Un texto decente, me traduce, es algo
que resulte entendible para el lego pero que genere entusiasmo snob en la secta
de presuntos conocedores del arte. Lo
miro y no discuto, para qué, pero realmente no sé qué pretende. ¿Cómo puede ser algo entendible si se escribe
en la jerga críptica y hueca de críticos, curadores y demás propietarios del
mercado? Me agota sólo pensarlo. Pero, insisto, me comprometí y soy persona de
palabra.
Cómo dicen que una imagen vale más que mil
palabras y lo mío es, incuestionablemente visual, inicio un boceto y me
entretengo en quemarlo… vamos a
registrar el juego:
¿Por qué el fuego? Bueno, podría decirse que –si se tiene cuidado porque no será la
primera vez arruino todo- uno puede quemar los sectores del boceto que no
nos satisfacen o que nos parecen innecesarios.
El borde chamuscado y desparejo priorizará en esa área la textura, la
trampa al ojo del espectador, la posibilidad de sorpresa. El fuego es un aliado para el desconcierto. Jugamos a confundir y a provocar.

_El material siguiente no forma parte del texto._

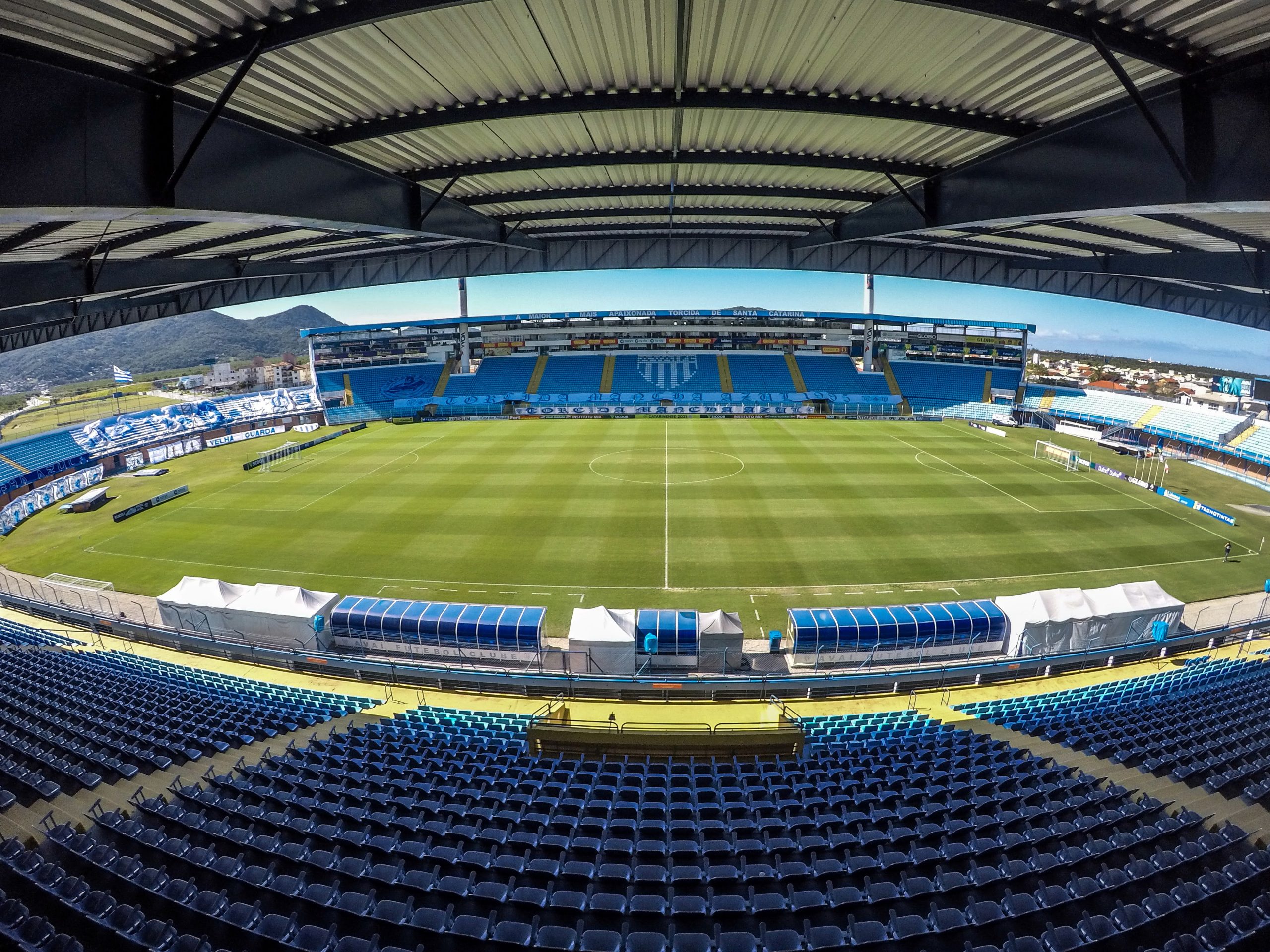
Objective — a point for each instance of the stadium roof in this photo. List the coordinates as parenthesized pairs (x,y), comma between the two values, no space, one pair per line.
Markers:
(169,155)
(759,314)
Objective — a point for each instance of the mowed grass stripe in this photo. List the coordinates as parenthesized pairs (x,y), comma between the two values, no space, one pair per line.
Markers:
(818,506)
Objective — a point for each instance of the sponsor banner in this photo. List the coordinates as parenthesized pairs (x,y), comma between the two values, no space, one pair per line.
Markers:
(248,434)
(994,431)
(31,503)
(253,464)
(656,409)
(150,503)
(1109,472)
(171,451)
(1197,506)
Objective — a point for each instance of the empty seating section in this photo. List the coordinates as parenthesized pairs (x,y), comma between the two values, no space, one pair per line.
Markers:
(953,382)
(439,829)
(1189,424)
(758,371)
(17,634)
(1257,445)
(1006,379)
(838,375)
(496,376)
(379,386)
(70,719)
(50,450)
(666,371)
(572,373)
(1201,724)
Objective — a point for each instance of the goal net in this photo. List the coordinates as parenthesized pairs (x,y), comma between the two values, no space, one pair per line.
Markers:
(271,459)
(1069,459)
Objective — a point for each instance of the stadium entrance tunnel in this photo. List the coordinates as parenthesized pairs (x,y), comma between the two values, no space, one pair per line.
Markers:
(667,465)
(558,733)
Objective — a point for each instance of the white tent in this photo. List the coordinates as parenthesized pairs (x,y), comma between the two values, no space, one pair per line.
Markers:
(200,604)
(278,616)
(1074,620)
(602,640)
(720,624)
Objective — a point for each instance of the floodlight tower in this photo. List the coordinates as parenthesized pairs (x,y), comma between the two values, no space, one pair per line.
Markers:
(868,310)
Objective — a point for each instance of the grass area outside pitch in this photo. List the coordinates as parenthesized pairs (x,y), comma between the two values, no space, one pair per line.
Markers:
(750,516)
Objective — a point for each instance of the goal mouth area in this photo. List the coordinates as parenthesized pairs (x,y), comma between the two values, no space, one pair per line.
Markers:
(74,582)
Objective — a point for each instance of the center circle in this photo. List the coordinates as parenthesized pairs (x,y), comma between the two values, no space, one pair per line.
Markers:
(658,466)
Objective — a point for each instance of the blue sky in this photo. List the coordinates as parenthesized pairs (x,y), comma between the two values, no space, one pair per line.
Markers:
(1062,323)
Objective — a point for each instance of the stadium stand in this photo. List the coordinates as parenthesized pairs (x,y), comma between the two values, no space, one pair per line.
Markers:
(838,375)
(85,715)
(440,829)
(758,371)
(926,380)
(378,388)
(24,461)
(640,371)
(1188,424)
(496,376)
(1201,724)
(572,373)
(16,634)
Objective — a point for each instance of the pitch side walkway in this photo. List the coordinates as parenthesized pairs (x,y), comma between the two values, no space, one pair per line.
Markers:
(1226,611)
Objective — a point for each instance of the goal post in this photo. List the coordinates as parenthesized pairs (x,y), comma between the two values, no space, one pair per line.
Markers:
(1069,459)
(272,457)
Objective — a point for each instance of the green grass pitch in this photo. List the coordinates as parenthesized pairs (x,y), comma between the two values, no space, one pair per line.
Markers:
(750,516)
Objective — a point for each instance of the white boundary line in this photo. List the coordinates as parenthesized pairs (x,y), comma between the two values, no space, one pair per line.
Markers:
(1139,499)
(666,575)
(967,474)
(778,590)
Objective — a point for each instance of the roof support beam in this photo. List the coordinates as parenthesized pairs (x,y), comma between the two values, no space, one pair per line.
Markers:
(37,324)
(1201,267)
(662,229)
(1121,235)
(1205,228)
(622,99)
(657,211)
(32,233)
(1105,163)
(1080,22)
(134,237)
(599,160)
(91,143)
(549,194)
(319,18)
(282,28)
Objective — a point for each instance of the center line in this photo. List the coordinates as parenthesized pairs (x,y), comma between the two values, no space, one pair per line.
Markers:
(666,574)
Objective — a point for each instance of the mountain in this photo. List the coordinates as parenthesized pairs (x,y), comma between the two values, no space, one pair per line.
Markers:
(189,341)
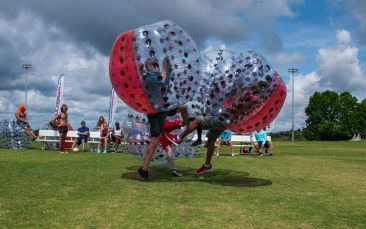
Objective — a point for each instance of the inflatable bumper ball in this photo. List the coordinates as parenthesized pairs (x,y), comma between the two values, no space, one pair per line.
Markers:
(155,68)
(242,89)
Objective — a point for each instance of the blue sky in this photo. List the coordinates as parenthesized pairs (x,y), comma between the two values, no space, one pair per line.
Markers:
(326,40)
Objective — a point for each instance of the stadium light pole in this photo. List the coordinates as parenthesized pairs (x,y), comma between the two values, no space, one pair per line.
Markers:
(26,67)
(293,71)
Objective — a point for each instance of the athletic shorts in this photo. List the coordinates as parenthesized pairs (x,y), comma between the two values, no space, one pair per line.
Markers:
(62,129)
(80,139)
(213,124)
(156,121)
(114,138)
(23,124)
(266,144)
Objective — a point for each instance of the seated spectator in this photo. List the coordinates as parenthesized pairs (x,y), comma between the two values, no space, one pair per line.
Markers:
(100,123)
(260,142)
(23,121)
(225,139)
(117,136)
(104,137)
(83,133)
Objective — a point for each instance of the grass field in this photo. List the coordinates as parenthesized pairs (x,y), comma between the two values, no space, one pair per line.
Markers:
(305,185)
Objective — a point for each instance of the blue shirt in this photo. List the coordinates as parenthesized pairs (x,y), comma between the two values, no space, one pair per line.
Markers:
(225,135)
(83,129)
(260,136)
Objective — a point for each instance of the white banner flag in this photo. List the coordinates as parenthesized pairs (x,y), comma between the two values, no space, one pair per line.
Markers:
(270,126)
(112,108)
(59,93)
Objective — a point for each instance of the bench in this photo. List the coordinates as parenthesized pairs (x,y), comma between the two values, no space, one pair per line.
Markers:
(238,141)
(52,136)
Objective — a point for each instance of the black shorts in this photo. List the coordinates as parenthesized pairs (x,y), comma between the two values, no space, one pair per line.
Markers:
(81,138)
(266,144)
(114,139)
(156,121)
(62,129)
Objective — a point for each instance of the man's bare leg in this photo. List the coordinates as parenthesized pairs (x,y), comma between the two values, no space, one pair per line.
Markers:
(190,128)
(150,152)
(210,150)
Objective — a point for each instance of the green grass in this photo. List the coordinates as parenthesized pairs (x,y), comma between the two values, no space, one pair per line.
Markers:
(305,185)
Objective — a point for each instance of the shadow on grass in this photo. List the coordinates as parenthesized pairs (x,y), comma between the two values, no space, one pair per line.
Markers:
(222,177)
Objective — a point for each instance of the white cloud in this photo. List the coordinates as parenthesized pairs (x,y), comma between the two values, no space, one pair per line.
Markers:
(87,84)
(282,58)
(343,36)
(339,69)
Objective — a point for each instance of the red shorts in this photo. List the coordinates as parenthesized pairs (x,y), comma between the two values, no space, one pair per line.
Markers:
(167,128)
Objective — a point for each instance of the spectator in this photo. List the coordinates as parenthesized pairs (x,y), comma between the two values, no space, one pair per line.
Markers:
(83,133)
(117,136)
(260,141)
(100,123)
(23,121)
(225,139)
(104,137)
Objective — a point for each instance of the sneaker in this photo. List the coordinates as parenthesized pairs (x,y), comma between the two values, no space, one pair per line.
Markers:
(197,142)
(174,139)
(144,175)
(203,169)
(176,173)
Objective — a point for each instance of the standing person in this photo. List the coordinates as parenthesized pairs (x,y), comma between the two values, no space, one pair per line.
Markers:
(167,145)
(100,123)
(62,126)
(156,120)
(215,127)
(83,133)
(199,137)
(225,139)
(104,137)
(260,140)
(117,136)
(22,121)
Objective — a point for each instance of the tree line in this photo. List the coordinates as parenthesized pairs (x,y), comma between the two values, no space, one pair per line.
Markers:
(332,116)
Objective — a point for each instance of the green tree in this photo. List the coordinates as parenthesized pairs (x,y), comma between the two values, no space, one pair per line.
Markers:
(331,116)
(359,116)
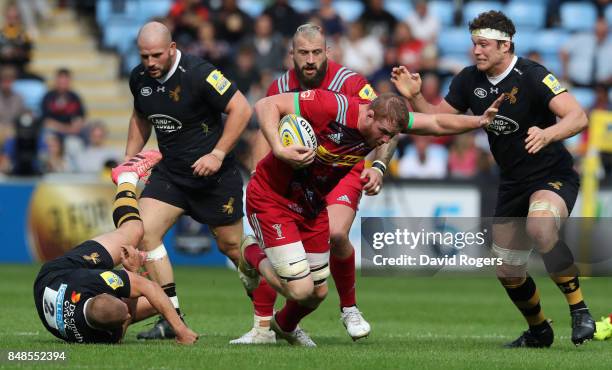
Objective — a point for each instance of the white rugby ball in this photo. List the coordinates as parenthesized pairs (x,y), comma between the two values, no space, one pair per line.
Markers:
(294,129)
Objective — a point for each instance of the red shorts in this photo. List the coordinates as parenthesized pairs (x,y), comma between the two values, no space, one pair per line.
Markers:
(349,189)
(276,223)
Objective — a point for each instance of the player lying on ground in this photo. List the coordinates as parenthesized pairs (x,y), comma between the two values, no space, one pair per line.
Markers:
(81,298)
(286,196)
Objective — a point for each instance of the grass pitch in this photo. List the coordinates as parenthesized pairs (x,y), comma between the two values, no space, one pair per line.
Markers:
(420,323)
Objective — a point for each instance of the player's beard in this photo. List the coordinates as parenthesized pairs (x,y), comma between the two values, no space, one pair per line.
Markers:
(314,81)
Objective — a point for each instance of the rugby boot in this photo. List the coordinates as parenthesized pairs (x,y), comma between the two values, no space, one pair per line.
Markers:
(141,164)
(583,326)
(531,338)
(603,328)
(356,326)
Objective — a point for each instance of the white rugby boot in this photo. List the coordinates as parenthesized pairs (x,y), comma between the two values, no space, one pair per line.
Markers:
(355,324)
(258,334)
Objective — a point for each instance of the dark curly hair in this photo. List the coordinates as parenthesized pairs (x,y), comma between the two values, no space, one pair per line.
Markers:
(495,20)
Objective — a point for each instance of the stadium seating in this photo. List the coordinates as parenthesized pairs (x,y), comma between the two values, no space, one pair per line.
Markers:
(523,42)
(120,33)
(549,41)
(444,10)
(399,8)
(32,92)
(585,96)
(578,16)
(349,10)
(526,14)
(608,14)
(303,6)
(252,8)
(455,41)
(473,8)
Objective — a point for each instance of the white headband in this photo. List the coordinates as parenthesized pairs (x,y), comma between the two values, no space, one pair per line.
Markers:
(490,33)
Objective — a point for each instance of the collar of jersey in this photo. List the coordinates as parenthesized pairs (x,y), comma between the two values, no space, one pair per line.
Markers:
(497,79)
(172,70)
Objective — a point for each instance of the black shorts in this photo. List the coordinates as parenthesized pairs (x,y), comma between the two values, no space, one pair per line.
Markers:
(89,254)
(513,198)
(217,203)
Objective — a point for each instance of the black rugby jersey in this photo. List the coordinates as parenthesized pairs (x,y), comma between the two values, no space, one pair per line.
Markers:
(185,111)
(529,88)
(60,304)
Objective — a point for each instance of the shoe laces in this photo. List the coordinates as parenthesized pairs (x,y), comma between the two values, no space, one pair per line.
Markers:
(353,316)
(301,336)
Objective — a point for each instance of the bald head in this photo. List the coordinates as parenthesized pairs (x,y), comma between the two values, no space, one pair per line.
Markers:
(157,50)
(154,33)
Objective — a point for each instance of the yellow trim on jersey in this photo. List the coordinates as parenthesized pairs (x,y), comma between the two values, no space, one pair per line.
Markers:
(553,84)
(218,81)
(367,92)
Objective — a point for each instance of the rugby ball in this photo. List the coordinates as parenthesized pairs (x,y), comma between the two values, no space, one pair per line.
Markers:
(295,130)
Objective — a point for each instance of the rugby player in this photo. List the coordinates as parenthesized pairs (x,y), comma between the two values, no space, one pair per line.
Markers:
(81,298)
(286,196)
(313,70)
(183,97)
(537,177)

Por supuesto que el fuego no es un dócil
súbdito de nuestros caprichos. El fuego
hace por lo general lo que a él le venga en ganas. Por eso esta etapa de composición se hace al
lado de una pileta con la prudente proximidad del agua corriente. La canilla abierta en paralelo al encendedor
es la clave para no incendiar: 1) todo el boceto 2) nuestro cabello 3) la
casa. Cuando la llamita se desbanda vamos prestos
bajo el agua. Fin del problema
ígneo. Inicio del problema acuoso. Jugamos a salvar los restos del naufragio.
El agua también aporta texturas: hincha el
papel, lo arruga, lo torna extremadamente frágil. Lo expande por fuera de su estructura
original. Nuestro pobre boceto queda maltratado en
extremo, como debe ser.
Cuando seca lo adherimos a un papel base,
generalmente artesanal y preferentemente de color. ¿Por qué? Inicialmente porque el pobre boceto
quemado y humedecido no puede aguantar demasiado más, y de trabajarlo
manteniendo los huecos nos reduce el espacio de trabajo y nos obligaría a
enmarcarlo entre dos vidrios. Lo hemos
hecho alguna que otra vez, queda muy interesante pero el peso de la obra
montada la vuelve excesivamente frágil para los traslados. Y romper dos vidrios es duplicar el riesgo de
lastimar a alguien, por lo que la prudencia aconseja duplicar el papel que es
mucho más inofensivo.
¿Y el color? Por el color.
Por el desafío de hallarme condicionada por una base tonal que obligará
a mixturizarse con ella para mitigar efectos y abusar de los complementarios para acentuar impactos. ¿Dije alguna vez que todo se
trata de jugar?
Montado papel sobre papel, lista la base,
comienza la parte divertida. ¿Hacia dónde
iremos? Nunca lo sé por anticipado,
parto de un dibujo que me atraiga –manos expresivas
en este caso- y de ahí que la propia obra indique lo que quiere. Porque en este juego somos democráticos y
dejamos a todos hacer su voluntad: el fuego va por donde quiere, el agua se
estanca dónde le plazca, el papel artesanal se arruga a su antojo y la obra en
conjunto digita mi voluntad hacia su significancia. Yo sólo juego a ser obediente peón.
Post data: Sé cómo termina esto: lo lee y
me dice que es demasiado simple.
Protesto que quería que se entendiera.
Me grita que no tanto. Le
devuelvo el grito reclamándole que entonces lo haga él. Sé que va a reescribirlo con un exceso de
palabrerío absurdo, incomprensible e innecesario, pero muy apropiado para el vocabulario
habitual de quienes van a leerlo.
Supongo que es justo, todos estamos jugando acá. Juguemos en paz, pacem in ludo.